Er übt also hier eine magnetische Anziehungskraft auf das Denken der Bevölkerung aus. Um so mehr ist es für uns notwendig und wichtig, daß wir hier Obacht geben, damit die Verhältnisse nicht über uns hinweggehen und letzten Endes etwas anderes zustande kommt, als wir wünschen müssen.
Ich darf hier aus den Ausführungen des Herrn Professor Dr. Back zu diesem Punkt folgendes zitieren:
Die Frage erhebt sich, ob ein gleichmäßiges Verbot aller Zusammenschlüsse, Rechtsgeschäfte usw., die überhaupt eine Einschränkung des Wettbewerbs befürchten lassen, alle Marktteilnehmer gleichmäßig trifft. Wir kennen einerseits Zusammenschlüsse von Unternehmen, die durch eine entsprechende Beschränkung des Wettbewerbs unter den Mitgliedern diese erst befähigen, gemeinsam auf höherer Ebene oder auf der vorgelagerten Produktions- oder Handelsstufe eine wirtschaftliche Tätigkeit in Konkurrenz . mit größeren Unternehmungen aufzunehmen, und andererseits Zusammenschlüsse größerer kapitalistischer Unternehmungen, die mit ihrem Zusammenschluß sich eine Monopolstellung verschaffen wollen und zu deren Ausnützung eine Politik des Behinderungswettbewerbs mit marktstrategischen Mitteln betreiben.
Sie sehen hier das Bestreben von Teilen der Wirtschaft — und das ist auch ein gesundes Bestreben —, sich durch organische, vernünftige Zusammenschlüsse gegen das Überwuchern eines totalen Zusammenschlusses von einigen Großen zur Wehr zu setzen. Deshalb ist die Frage für uns von so ausschlaggebender Bedeutung.
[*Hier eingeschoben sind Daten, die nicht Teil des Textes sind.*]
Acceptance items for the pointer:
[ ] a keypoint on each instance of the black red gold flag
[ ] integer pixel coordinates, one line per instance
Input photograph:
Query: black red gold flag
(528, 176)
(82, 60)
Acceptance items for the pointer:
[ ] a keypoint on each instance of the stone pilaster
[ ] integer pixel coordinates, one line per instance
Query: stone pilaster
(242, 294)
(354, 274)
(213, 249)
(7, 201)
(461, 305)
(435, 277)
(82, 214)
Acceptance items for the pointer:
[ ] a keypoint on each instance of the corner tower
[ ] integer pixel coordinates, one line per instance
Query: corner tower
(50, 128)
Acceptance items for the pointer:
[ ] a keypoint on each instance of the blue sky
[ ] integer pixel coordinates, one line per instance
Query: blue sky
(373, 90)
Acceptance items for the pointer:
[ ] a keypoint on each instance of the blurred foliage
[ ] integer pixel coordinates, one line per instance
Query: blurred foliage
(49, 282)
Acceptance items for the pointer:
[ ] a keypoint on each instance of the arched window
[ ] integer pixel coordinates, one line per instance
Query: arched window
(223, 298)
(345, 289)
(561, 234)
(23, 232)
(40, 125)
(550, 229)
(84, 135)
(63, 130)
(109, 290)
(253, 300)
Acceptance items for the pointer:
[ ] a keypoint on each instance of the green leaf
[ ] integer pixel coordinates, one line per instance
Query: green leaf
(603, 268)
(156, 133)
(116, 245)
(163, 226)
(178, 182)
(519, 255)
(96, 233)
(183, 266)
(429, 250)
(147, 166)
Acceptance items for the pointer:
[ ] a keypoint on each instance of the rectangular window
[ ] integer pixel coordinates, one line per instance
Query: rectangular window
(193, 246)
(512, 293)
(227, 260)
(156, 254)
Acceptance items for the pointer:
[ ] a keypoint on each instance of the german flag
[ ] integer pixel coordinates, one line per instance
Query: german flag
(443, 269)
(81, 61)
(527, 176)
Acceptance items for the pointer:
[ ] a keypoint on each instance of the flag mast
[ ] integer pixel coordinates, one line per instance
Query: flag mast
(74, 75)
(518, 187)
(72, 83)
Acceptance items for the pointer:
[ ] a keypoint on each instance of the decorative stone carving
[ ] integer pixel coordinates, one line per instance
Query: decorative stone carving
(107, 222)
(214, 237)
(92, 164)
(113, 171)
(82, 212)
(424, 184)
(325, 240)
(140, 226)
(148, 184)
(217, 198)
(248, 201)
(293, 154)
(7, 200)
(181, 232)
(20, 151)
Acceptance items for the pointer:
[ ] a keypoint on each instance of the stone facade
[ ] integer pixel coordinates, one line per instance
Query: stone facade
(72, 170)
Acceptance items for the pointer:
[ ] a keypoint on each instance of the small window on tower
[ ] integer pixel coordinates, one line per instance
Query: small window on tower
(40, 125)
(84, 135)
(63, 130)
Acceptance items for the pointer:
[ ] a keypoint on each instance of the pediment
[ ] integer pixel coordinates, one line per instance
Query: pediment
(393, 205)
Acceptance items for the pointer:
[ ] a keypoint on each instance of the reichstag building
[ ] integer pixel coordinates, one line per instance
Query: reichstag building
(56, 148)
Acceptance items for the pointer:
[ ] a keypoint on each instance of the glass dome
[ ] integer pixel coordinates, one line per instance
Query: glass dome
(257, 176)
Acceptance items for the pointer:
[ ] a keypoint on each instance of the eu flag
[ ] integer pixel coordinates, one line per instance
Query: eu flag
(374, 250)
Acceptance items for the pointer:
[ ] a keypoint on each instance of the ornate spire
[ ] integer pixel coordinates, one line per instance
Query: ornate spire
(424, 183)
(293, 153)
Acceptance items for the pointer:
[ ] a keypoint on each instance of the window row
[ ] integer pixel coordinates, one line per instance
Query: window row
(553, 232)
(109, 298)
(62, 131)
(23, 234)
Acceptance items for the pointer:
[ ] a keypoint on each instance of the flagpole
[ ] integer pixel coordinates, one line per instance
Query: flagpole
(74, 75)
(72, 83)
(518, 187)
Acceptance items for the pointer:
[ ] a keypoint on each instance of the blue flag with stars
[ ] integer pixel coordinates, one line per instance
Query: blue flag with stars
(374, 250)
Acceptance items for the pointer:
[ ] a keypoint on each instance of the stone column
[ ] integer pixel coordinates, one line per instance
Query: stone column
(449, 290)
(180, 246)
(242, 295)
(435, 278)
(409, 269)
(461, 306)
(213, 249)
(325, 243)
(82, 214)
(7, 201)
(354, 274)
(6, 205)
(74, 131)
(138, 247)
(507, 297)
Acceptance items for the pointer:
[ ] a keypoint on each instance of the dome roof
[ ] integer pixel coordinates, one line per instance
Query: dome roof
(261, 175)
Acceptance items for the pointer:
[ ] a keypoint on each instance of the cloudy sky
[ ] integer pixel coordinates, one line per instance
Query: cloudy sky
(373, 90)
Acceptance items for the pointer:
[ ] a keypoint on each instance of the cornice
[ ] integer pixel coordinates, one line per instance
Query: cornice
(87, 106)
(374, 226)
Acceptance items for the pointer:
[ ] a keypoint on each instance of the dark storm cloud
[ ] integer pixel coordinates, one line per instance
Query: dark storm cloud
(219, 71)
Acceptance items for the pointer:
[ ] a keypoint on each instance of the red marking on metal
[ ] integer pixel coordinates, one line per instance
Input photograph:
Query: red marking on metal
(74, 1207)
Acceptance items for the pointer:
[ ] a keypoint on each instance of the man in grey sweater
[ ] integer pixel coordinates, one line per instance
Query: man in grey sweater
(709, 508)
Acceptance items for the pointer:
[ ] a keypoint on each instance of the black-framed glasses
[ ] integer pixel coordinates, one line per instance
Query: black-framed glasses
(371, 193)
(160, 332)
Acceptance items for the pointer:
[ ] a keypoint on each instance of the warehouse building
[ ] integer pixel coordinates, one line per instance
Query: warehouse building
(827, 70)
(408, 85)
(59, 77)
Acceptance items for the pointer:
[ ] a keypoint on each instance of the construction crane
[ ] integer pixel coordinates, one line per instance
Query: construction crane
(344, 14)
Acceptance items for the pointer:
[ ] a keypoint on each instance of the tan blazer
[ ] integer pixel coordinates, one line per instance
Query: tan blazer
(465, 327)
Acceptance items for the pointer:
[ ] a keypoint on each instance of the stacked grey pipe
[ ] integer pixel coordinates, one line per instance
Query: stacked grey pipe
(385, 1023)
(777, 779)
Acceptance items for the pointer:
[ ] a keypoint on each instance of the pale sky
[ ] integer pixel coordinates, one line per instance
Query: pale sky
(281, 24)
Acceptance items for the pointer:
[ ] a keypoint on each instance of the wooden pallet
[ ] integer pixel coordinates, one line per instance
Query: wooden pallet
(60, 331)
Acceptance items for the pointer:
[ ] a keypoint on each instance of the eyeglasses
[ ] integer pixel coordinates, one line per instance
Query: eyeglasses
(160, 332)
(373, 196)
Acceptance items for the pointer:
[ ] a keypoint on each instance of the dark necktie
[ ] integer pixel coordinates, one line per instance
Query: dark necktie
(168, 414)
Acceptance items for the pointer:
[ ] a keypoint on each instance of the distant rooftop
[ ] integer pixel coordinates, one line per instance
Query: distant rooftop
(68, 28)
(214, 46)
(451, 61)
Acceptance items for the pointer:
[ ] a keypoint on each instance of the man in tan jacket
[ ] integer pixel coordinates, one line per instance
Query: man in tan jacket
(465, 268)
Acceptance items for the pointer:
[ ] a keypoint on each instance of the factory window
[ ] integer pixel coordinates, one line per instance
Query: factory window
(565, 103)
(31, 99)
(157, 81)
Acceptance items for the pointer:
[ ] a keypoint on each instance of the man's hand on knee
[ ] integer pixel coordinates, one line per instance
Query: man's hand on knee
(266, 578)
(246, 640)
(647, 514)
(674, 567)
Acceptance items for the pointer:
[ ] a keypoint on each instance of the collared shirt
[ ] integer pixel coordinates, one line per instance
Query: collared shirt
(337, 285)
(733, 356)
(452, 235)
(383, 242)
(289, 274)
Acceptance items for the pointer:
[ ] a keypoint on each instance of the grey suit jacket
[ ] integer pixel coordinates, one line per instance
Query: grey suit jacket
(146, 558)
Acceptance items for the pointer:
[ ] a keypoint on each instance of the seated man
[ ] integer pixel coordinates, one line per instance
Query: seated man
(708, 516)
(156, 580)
Wir müssen dabei also berücksichtigen, daß wir hier ein harmonisches Zusammenwirken der Wirtschaftskräfte sicherstellen, daß wir hier nicht die Übermacht der Großen sichern und demnach durch allzu weitgehende Verbote die Korrektur der Wirtschaft auf den verschiedenen Gebieten unmöglich machen. Wir haben den Wunsch, daß hier keine Störung im Wirtschaftsleben eintritt. Wir haben den Wunsch, daß das marktpolitische Gleichgewicht unter allen Umständen aufrechterhalten wird. Wir wollen hier nicht durch Kartellgesetze ein marktpolitisches Übergewicht der Großen stabilisieren, sondern wir wollen durch eine vernünftige Gesetzgebung das marktpolitische Gleichgewicht der kleinen und mittleren Existenzen sicherstellen.
Das ist unsere Aufgabe.
Das heißt mit anderen Worten — ich könnte es auch noch anders formulieren —: Wir müssen die entsprechenden Startbedingungen in der Wirtschaft dort korrigieren, wo es notwendig ist. Denn einem Monopol zu Leibe rücken — schauen Sie sich doch die Gesetze an! —, das kann nicht einmal der Herr Bundeswirtschaftsminister. Ich glaube, das bringt er nicht fertig.